At press time: NBC anthrax case scares the media in NYC

By John M. Higgins and Steve McClellan -- Broadcasting & Cable, 10/14/2001 8:00:00 PM

The anxiety building since the Sept. 11 terrorist attacks struck starkly home in the TV business when an NBC News employee was diagnosed with a form of anthrax after the company received a suspicious letter in the mail.

The woman is reportedly an assistant to NBC anchor Tom Brokaw, but her name and position were not immediately disclosed.

The discovery last Friday spurred federal and New York City officials to cordon off part of the third floor of NBC's headquarters at 30 Rockefeller Center, including the area where NBC Nightly News staffers work.

Shortly thereafter, Viacom shut down mailrooms in all facilities across the country and planned to test some of them for contaminants. Turner Broadcasting, its CNN unit and ABC shut down their mailrooms, and The New York Times headquarters was locked down after an envelope containing an unknown white powder showed up.
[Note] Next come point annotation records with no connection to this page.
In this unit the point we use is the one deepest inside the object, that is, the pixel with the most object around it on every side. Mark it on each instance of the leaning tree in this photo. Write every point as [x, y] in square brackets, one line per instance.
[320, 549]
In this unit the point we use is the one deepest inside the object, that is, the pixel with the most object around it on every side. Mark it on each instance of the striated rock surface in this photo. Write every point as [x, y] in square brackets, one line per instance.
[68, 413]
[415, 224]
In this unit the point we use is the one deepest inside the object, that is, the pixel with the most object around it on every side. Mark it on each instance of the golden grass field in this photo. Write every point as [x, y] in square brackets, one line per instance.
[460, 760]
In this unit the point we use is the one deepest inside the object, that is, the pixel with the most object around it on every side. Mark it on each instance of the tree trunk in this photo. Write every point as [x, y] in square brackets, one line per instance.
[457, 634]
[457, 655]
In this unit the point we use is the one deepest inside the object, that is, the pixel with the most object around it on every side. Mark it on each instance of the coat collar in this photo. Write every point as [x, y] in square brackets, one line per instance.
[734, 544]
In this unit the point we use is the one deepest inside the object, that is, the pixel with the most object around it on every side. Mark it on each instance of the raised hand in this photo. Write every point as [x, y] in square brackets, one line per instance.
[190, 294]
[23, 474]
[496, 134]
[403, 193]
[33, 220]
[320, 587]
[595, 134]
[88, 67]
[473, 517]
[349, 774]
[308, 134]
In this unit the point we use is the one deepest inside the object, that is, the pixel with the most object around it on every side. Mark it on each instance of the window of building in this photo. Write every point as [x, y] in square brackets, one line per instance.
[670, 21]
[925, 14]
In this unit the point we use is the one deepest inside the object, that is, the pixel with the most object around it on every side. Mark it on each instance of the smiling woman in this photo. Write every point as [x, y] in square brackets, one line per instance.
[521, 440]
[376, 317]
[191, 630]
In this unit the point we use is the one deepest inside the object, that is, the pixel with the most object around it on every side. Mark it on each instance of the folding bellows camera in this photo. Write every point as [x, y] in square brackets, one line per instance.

The NBC employee is afflicted with an anthrax infection on her skin. That's less threatening than the respiratory anthrax that killed a photo editor at American Media in Lantana, Fla., a week earlier. But the incidents—there have now been four— jangles nerves nationwie.

"We are absolutely terrified," a New York executive of one network said.

New York Mayor Rudy Guiliani said the NBC employee opened a suspicious letter containing a white powder Sept. 25 and then called security. The powder was tested and nothing unusual found.

A few days later, though, the woman developed a rash on her arm and went to a doctor.

He performed a biopsy, and the results came back as anthrax. City officials were notified Friday morning.

"We don't have reports of additional symptoms" from other staffers, Guiliani said. "The chances that this is contained are very good."